Nun wäre es übertrieben zu sagen, dass die Last allein auf den Schultern der Angela Merkel abgeladen wird. Blair betreibt weiter seine Strategie des Drohens und des Lockens. Wer sich später einen besseren Abschluss erhoffe, der werde enttäuscht werde, bedeutet er den armen Ländern. Und den reichen, dass sie nie wieder so wenig auf den Tisch legen müssen, wie nach dem Vorschlag aus London. Solches gehört zum klassischen Arsenal, um die europäischen Partner zu etwas zu bringen, was sie eigentlich nicht wollen, aber was noch lästiger würde, wenn sie es ungelöst ließen.

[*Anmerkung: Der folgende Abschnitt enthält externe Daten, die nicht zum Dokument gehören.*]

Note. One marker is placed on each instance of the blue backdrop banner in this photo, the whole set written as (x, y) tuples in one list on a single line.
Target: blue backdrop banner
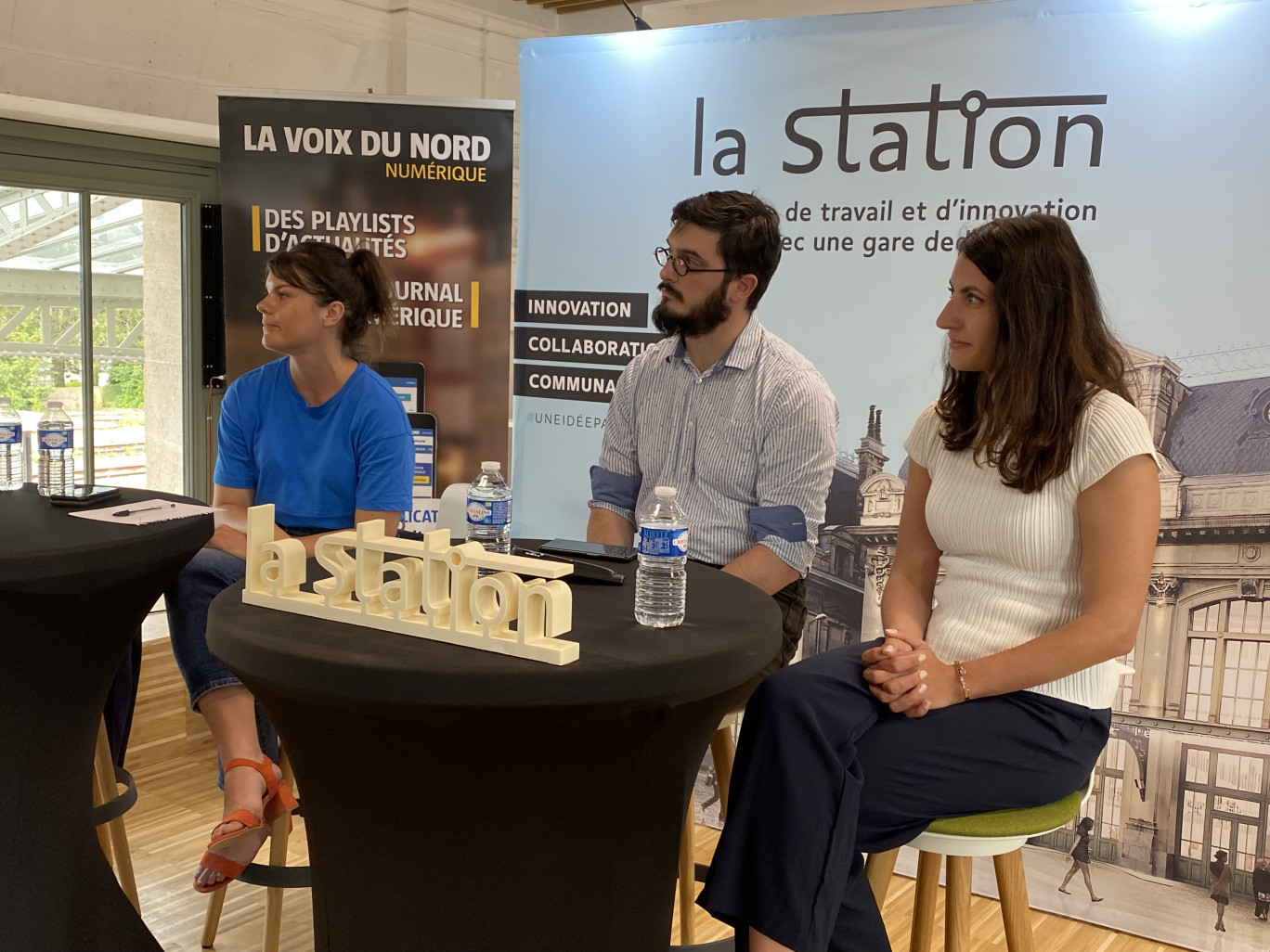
[(880, 138)]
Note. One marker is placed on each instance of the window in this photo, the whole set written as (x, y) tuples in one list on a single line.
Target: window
[(1199, 678), (1111, 785), (1228, 663), (1222, 804), (99, 296), (134, 345), (1125, 692)]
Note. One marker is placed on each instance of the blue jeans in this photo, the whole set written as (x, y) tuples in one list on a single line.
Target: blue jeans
[(203, 578)]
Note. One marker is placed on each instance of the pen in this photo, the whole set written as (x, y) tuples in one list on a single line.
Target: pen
[(134, 511)]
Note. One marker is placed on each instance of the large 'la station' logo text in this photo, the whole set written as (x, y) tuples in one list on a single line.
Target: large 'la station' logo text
[(1059, 130)]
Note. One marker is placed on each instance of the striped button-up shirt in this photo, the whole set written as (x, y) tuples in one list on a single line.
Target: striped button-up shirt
[(749, 444)]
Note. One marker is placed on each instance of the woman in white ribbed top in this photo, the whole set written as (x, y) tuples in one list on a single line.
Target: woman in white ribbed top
[(1032, 486)]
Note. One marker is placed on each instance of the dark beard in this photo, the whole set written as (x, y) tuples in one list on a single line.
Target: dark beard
[(696, 323)]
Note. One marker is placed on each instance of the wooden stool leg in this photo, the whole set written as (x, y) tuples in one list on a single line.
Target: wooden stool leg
[(279, 831), (1012, 886), (213, 920), (687, 881), (723, 752), (104, 765), (877, 869), (924, 903), (102, 791), (956, 904)]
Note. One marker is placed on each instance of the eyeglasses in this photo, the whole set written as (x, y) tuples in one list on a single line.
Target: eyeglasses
[(680, 266)]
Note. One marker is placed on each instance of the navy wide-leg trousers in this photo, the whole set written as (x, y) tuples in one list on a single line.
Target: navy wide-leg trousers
[(824, 772)]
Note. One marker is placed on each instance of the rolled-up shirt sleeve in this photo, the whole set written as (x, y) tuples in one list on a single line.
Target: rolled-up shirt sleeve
[(616, 482), (796, 469)]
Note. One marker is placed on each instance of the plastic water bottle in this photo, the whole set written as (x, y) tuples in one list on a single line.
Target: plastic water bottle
[(10, 445), (56, 451), (662, 578), (489, 509)]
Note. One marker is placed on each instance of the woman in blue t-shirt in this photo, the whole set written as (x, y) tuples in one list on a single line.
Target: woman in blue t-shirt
[(325, 440)]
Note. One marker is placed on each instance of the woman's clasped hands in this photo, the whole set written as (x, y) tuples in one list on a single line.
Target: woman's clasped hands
[(904, 675)]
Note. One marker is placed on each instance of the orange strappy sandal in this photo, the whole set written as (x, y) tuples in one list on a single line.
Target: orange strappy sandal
[(277, 801)]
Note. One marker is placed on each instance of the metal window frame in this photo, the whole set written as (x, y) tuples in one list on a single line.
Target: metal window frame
[(102, 162)]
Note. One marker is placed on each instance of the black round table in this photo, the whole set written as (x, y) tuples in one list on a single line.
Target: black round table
[(72, 593), (462, 800)]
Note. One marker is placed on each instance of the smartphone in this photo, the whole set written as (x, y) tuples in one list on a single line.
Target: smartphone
[(85, 495), (590, 550), (582, 569)]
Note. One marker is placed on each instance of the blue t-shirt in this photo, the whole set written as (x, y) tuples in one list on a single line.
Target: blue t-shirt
[(315, 464)]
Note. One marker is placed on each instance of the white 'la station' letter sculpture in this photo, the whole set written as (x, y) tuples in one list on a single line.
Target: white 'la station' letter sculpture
[(432, 592)]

Diesen politischen Folterinstrumenten fügte Blair ein kulinarisches hinzu. Beim Dinner ließ er seinen Gästen als Vorspeise Cullen Skink servieren. Die schottische Suppe aus Kartoffeln und geräuchertem Schellfisch schmeckt vermutlich so, wie sie klingt. Zum Hauptgang wurden britische Lammkoteletts gereicht und zum Abschluss Haferkekse und britischer Käse. Man darf zwar nicht über das ausgesprochen entspannte Kamingespräch der Kanzlerin mit Journalisten schreiben. Aber soviel muss erlaubt sein: Merkel berichtete auch von britischem Rotwein, der zum Essen kredenzt wurde.